The College Board announced it would no longer offer the optional essay on the SAT or its supplemental subject tests on Jan. 19. UNC expects minimal changes to its admissions process without test scores, leaving students wondering if the tests are necessary at all.
Michael Davis, associate director for admissions within the Office of Undergraduate Admissions, said the UNC System’s decision in July to make test scores optional for applicants did not greatly impact the admission team’s decision-making process, and he doubts the SAT’s new changes will either.
After the CollegeBoard announced an end to SAT subject tests and option essay on Jan. 19, UNC expects to see minimal changes in its admission process.
“Test scores have always been one factor among many in our process,” Davis said. “We view our job as adding to our community, not just reviewing numbers.”
Davis said roughly two-thirds of students who applied to UNC via early action this application cycle still submitted test scores despite them being optional.
“So we admitted students who submitted test scores, we admitted students who did not submit test scores and vice versa,” Davis said. “We didn’t try to penalize students whether they did submit the test scores or not.”
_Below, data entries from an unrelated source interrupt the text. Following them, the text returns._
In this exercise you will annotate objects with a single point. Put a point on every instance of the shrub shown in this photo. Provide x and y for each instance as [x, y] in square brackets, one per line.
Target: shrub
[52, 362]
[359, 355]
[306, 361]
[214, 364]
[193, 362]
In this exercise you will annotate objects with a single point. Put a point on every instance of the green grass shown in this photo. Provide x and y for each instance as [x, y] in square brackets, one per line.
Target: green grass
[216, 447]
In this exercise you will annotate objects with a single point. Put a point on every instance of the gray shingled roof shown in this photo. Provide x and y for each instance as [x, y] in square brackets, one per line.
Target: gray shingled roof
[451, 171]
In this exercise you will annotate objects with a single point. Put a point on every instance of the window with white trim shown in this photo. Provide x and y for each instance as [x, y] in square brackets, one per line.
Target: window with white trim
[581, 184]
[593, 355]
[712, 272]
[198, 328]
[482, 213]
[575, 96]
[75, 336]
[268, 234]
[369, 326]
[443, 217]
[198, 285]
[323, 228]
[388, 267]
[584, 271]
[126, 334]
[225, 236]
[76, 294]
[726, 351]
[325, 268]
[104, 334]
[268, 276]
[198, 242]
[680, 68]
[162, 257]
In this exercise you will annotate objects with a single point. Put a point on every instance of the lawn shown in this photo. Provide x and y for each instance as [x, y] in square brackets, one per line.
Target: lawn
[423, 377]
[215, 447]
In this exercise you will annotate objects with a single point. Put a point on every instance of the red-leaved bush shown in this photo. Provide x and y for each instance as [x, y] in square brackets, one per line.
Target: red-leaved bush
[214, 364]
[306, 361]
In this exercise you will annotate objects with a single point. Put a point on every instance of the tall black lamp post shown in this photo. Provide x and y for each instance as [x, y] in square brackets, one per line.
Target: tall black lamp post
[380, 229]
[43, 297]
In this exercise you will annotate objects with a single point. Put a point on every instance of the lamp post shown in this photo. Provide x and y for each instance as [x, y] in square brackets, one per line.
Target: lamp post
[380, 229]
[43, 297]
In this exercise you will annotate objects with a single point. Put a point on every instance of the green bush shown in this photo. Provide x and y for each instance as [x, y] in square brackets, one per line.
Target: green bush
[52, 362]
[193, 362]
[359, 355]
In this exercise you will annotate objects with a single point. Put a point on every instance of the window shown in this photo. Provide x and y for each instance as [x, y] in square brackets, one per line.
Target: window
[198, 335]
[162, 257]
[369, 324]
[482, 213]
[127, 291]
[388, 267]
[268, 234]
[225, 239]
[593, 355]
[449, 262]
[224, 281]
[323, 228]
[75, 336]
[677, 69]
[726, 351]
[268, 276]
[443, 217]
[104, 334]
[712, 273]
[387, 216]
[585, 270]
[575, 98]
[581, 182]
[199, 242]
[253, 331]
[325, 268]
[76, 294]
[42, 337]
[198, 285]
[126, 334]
Peter Mullen, a senior at Knightdale High School who was admitted to UNC's class of 2025, did not submit his test scores and said the application being test-optional was “a weight lifted” off of his chest.
“I was having a pretty crazy summer at the time," Mullen said. "I was working a job, I lost a couple family members and the last thing I was worried about was having to sit in a room and take a test for four hours."
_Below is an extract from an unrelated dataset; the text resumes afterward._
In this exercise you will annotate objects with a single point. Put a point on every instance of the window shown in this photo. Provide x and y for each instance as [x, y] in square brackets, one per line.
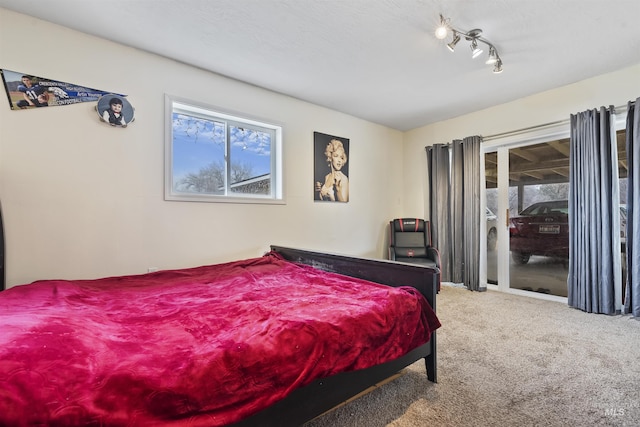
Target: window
[213, 156]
Mullen didn't know the College Board offered subject tests, which he said was most likely because his high school is one of Raleigh’s lower-income schools.
“I feel like that’s something they should have told us, and that goes with having access to it," Mullen said. "And there are a lot of different social groups that might not have access to even the SAT or the ACT ... a lot of those kids are kind of screwed."
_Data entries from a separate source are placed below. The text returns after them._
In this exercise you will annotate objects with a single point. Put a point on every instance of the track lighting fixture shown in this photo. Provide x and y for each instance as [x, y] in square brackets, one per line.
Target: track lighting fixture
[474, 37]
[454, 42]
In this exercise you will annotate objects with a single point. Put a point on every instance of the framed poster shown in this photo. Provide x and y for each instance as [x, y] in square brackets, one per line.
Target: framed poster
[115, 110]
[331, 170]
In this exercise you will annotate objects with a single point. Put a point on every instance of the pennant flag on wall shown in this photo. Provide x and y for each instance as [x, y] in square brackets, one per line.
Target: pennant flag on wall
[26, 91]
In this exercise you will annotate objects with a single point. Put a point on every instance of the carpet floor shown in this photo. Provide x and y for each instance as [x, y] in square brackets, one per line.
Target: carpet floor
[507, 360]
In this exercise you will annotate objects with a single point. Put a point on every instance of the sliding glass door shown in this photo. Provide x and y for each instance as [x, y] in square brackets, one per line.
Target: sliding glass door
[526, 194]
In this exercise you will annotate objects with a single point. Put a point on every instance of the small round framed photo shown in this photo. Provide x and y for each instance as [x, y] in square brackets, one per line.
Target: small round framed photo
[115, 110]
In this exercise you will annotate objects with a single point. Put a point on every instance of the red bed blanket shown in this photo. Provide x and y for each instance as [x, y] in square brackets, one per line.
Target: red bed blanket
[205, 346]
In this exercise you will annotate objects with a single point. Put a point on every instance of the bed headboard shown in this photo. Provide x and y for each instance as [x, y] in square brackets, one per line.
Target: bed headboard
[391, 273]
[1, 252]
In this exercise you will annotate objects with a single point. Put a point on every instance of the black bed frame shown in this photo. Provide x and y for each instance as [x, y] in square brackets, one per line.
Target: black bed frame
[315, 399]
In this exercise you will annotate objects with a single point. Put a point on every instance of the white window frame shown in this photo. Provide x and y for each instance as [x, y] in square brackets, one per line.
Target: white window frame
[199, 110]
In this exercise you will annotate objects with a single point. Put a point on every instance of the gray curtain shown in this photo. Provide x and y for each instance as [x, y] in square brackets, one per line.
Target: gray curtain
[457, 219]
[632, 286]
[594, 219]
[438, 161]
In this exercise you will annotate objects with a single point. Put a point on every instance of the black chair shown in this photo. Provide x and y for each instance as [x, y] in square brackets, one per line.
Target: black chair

Davis said UNC always allowed students to submit SAT subject tests and SAT essay scores but never required them.
“I think that the College Board’s decision to phase out the writing score and the SAT subject tests is really just a recognition that there were very few colleges and universities that required them in the first place,” Davis said. “I see this in some ways as a good thing because I think it might create less stress for students.”
Natalie Ray, a senior at Orange High School in Hillsborough who was recently admitted to UNC, said she took both the SAT and the ACT but only submitted her ACT scores. Ray wrote the optional essay for the SAT once, but deemed it unimportant and declined to take it again at other dates.
“The essay for the SAT I did not like whatsoever," Ray said. "What they’re asking you to do is very in line with their AP class standards, and I did not take those AP English classes; I took them at a community college.
"I did not feel like it was a good show of where I am as a writer or a student because that’s not something that I was familiar with.”
UNC’s application included more writing opportunities this year than in previous years, Davis said, as the application included a question about how COVID-19 specifically impacted students.
“I would say that this year we’ve definitely seen more information shared by students through those additional questions,” Davis said. “But I haven’t seen that tied to whether they submitted a test score or not; it’s just been more about each individual student deciding how much additional context they want to share.”
UNC has utilized SAT subject tests in the past to help place students in language courses and math courses, but as not all students submit these scores in the first place, the College Board’s decision to get rid of them will not greatly unbalance the placing process, Davis said.
“There are certainly other avenues that students can take to still get that placement, and we’ll be working with all of the different departments to be updating that for future years,” Davis said.
First-year Rachel Ferris, a pre-business major at UNC, said she feels that standardized tests are not a perfect metric of a student's capability, but she understands how they aid the flow of the admissions process.
“This pandemic has given us a lot of perspective, and I think that that isn’t something we should abandon because it's over,” Ferris said. “People are still going to face the same struggles they did before and during the pandemic, and just because you’re not worried about your grandma getting sick or losing your job doesn’t mean that all of your problems have gone away.”
Ray, Mullen and Ferris all identified accessibility issues within standardized testing as a reason why tests like the SAT and ACT should become less important post-pandemic.
“Not every school has AP or IB, or the same extracurricular opportunities, and some kids are working to put food on the table and can’t be playing varsity sports, so I think there is a kind of disadvantage no matter what category you’re comparing kids in,” Ferris said.